This guide overviews the components of OpenCilk and walks through the basic steps of building, running, and testing a Cilk program with OpenCilk.
Prerequisites
OpenCilk installation
See the install page for detailed instructions on
installing the latest version of OpenCilk.
We assume you have installed OpenCilk as shown in this example,
so that the OpenCilk files are in /opt/opencilk
,
and the OpenCilk C/C++ compiler can be invoked from the terminal as /opt/opencilk/bin/clang
or /opt/opencilk/bin/clang++
.
Example Cilk programs
Download the example Cilk codes in the OpenCilk
tutorial GitHub repository and enter the
cloned directory:
$ git clone https://github.com/OpenCilk/tutorial
$ cd tutorial
Using the compiler
To compile a Cilk program with OpenCilk, pass the -fopencilk
flag to the
compiler. For example:
$ /opt/opencilk/bin/clang -fopencilk -O3 fib.c -o fib
Note:
Pass the -fopencilk
flag to the compiler both when compiling and
linking the Cilk program. During compilation, the flag ensures that the Cilk
keywords are recognized and compiled. During linking, it ensures the program
is properly linked with the OpenCilk runtime library.

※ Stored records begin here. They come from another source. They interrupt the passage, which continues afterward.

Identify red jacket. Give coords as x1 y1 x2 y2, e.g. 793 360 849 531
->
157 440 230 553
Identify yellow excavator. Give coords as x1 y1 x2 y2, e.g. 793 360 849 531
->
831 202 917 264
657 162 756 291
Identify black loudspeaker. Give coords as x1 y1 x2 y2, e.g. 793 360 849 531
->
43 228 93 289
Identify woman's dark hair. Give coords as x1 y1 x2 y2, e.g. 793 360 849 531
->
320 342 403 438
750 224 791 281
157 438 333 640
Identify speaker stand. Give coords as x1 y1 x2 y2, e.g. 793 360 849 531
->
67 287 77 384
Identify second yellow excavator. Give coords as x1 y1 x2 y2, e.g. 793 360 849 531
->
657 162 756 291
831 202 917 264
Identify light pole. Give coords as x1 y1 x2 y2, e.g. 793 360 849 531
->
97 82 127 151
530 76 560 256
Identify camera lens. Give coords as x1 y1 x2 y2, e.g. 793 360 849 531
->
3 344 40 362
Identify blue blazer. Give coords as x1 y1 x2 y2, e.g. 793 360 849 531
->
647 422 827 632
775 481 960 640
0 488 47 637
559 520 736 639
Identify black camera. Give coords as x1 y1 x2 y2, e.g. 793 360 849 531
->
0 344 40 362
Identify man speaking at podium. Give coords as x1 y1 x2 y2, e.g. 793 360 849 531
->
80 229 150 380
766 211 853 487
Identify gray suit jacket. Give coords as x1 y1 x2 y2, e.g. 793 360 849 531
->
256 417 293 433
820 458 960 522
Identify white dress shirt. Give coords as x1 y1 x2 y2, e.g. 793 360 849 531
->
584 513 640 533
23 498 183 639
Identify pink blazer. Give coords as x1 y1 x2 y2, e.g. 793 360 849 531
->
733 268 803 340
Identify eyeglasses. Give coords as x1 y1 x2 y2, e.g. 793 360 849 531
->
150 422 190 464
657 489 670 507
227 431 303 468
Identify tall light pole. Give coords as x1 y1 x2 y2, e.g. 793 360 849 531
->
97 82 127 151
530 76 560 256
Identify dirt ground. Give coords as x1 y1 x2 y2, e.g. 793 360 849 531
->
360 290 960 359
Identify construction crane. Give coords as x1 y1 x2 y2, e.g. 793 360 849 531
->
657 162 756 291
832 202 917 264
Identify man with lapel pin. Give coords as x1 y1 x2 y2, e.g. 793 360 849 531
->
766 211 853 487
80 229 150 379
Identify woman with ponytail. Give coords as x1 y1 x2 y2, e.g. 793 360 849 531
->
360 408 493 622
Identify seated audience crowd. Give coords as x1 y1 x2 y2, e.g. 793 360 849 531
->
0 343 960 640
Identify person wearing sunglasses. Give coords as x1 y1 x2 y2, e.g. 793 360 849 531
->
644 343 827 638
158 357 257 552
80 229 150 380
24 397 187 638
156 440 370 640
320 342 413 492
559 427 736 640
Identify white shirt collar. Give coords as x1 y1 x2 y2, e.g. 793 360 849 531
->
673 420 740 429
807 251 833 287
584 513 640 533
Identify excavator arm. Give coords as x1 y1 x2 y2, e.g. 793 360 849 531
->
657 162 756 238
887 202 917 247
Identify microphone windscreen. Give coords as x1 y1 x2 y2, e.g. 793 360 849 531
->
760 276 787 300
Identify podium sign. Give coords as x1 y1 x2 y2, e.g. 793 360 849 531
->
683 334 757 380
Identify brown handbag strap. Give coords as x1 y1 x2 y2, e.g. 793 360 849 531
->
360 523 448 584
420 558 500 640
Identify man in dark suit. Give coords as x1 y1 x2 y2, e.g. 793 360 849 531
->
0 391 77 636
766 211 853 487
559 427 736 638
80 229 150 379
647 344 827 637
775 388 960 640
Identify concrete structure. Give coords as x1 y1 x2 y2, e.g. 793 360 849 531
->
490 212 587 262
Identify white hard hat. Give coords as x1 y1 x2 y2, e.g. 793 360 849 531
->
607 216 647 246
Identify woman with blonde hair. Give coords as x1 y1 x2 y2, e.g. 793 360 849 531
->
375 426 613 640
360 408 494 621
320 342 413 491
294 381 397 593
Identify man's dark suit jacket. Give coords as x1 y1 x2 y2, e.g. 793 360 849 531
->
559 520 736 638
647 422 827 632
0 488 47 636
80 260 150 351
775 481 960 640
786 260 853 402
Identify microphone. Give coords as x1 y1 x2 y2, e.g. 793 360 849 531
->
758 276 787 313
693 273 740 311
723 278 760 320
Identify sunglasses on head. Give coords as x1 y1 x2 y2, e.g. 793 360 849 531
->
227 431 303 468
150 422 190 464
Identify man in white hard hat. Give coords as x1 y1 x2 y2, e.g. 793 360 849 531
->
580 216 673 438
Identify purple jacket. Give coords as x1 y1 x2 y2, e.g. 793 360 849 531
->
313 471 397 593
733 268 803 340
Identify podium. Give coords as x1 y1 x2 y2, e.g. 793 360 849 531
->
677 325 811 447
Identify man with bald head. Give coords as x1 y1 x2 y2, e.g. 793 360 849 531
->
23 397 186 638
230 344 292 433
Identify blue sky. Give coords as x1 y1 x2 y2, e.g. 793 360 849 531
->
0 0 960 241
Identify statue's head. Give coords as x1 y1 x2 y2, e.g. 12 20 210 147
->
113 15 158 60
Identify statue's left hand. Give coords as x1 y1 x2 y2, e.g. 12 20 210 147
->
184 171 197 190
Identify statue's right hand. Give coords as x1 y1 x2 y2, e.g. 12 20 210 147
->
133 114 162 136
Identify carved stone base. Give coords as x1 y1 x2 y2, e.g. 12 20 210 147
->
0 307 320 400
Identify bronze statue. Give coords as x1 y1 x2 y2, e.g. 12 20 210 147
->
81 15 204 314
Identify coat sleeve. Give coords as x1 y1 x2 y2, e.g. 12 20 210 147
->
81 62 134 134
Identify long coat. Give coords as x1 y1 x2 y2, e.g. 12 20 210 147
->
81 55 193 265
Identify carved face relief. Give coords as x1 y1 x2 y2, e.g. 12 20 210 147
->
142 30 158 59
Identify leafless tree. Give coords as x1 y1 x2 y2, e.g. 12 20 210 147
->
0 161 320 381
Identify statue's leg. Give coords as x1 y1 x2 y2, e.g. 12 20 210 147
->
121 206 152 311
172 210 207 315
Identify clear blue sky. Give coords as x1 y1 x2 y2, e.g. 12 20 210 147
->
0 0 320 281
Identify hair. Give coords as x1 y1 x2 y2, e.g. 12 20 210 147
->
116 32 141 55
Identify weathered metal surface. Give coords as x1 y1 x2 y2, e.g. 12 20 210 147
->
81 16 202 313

Former users of Intel Cilk Plus with GCC:
Do not include the -lcilkrts
flag when linking.
macOS users:
On macOS, clang
needs the standard system libraries and
headers that are provided by
XCode or the XCode Command Line
Tools. To run the
OpenCilk compiler with those libraries and headers, invoke clang
with
xcrun
. For example:
$ xcrun /opt/opencilk/bin/clang -fopencilk -O3 fib.c -o fib
The OpenCilk compiler is based on a recent stable version of the LLVM clang
compiler. In addition to OpenCilk-specific options, the OpenCilk compiler
supports all flags and features of LLVM clang
, including optimization-level
flags, debug-information flags, and target-dependent compilation options. See
the LLVM Clang
documentation
for more information on the command-line arguments.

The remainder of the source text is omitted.